Nous avons reçu, il y a quelques années, une cinquantaine de sérums prélevés sur des malades de Tahiti, lors du séjour d'un des confrères de notre groupe à Papeete. Malheureusement nous n'avons pu avoir que peu de renseignements cliniques : six malades étaient signalés comme hanséniens (terminologie moderne pour dire "lépreux"), deux autres souffrant de filariose.

La lecture de ces profils s'avère surprenante : il existe une réelle similitude de ces PRS (la consanguinité insulaire est importante), à tel point qu'il est possible de réaliser un véritable "portrait robot" biologique de ces patients, puis d'étudier les différentes variantes qui se présentent parfois :
Protidogramme = hyper Gamma … hypo Albumines + Alpha 1
Euglobulines = hyper Eu-gamma … hypo Eu-alpha
Remèdes hyper-floculants : Aurum / Kalium / Iodum / Ferrum ….
hypo-floculant : Calcarea

Un tel aspect (hyper-floculant en hyper-gamma), se rencontre également dans les populations noires d'Afrique et des Antilles et chez les indous. Ces sérums tahitiens ayant été comparées, lors de l'analyse, à des normes européennes, nous pouvons donner une explication logique à ce phénomène : le climat "chaud et humide" favorise un fort "gradient parasitaire" (celui-ci augmente dès qu'on se rapproche de l'équateur), provoquant, au fil des générations, une sélections d'individus hyperimmuns (les autres meurent !), présentant un épaississement chronique du réseau de Jerne (= hyper Gamma + Eu-gamma), dont l'expression clinique est l'engorgement lymphoïde (les "tan" en MTC) avec pour conséquence la fréquence de l'obésité (diabète) , ainsi que de l'HTA qui y est 4 à 5 fois supérieure aux normes européennes...

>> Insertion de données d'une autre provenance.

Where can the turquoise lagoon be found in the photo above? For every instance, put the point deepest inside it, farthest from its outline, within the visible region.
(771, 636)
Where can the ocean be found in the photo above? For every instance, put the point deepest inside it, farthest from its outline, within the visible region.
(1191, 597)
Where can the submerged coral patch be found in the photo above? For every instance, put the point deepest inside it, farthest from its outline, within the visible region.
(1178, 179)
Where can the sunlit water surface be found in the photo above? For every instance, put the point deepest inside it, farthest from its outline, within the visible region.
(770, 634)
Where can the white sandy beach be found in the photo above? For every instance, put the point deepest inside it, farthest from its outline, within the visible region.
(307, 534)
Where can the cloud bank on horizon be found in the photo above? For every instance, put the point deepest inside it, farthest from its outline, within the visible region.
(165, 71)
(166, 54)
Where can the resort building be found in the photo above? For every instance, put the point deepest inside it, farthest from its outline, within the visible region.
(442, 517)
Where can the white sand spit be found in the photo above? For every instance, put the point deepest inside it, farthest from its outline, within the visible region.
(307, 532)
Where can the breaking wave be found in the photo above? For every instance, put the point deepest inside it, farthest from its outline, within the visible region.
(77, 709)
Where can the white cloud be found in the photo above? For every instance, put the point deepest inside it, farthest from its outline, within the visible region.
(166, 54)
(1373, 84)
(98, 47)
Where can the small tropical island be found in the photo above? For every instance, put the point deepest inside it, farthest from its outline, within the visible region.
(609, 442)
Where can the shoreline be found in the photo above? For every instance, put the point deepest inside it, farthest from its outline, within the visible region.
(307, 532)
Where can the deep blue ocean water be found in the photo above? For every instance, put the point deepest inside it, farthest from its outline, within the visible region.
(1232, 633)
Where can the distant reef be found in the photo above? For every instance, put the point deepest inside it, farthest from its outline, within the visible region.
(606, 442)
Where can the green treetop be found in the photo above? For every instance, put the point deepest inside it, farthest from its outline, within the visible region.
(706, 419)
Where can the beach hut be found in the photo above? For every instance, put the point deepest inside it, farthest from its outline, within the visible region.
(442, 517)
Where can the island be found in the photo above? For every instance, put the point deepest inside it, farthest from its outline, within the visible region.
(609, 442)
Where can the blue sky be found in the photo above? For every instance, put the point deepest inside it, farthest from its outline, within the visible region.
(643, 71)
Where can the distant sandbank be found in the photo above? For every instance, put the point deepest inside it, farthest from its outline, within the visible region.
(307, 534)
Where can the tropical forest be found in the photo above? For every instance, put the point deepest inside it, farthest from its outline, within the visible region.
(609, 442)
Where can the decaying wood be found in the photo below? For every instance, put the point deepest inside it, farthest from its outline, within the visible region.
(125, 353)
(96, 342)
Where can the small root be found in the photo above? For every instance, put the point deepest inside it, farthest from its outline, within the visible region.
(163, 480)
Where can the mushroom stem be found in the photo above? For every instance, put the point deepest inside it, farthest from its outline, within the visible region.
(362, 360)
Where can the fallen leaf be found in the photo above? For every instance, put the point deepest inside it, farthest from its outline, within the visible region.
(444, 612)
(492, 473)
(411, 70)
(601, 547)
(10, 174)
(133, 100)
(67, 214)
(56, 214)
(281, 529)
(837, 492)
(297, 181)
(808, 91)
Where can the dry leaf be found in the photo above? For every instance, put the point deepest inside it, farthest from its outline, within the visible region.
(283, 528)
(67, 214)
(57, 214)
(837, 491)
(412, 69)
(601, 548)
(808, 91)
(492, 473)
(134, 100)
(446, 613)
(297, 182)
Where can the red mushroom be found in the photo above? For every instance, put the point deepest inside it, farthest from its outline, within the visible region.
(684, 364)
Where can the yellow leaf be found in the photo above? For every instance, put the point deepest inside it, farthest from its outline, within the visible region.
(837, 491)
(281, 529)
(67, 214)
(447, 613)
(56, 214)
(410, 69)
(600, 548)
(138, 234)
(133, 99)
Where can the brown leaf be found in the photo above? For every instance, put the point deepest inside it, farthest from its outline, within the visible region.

En étudiant les cas des six malades hanséniens, nous observons une baisse significative des paramètres Carbo. et Sulfur. Nous avons constaté un comportement analogue de ces marqueurs, en métropole, dans les cas de tuberculose ... ce qui est logique, ces deux affections graves sont de mécanisme immun, déclanchées par le même type de bacille acido-alcoolo-résistant.

Si nous nous penchons à présent sur les deux cas de filariose, tous deux se singularisent par un effondrement du paramètre Iodum (paramètre normalement élevé dans le reste de la population). Les filaires induisant des réactions allergiques chroniques (hyper éosinophilie ++), un tel effondrement de ce paramètre marqueur des allergies (cf. matière médicale de Kalium iodatum) est tout à fait significatif.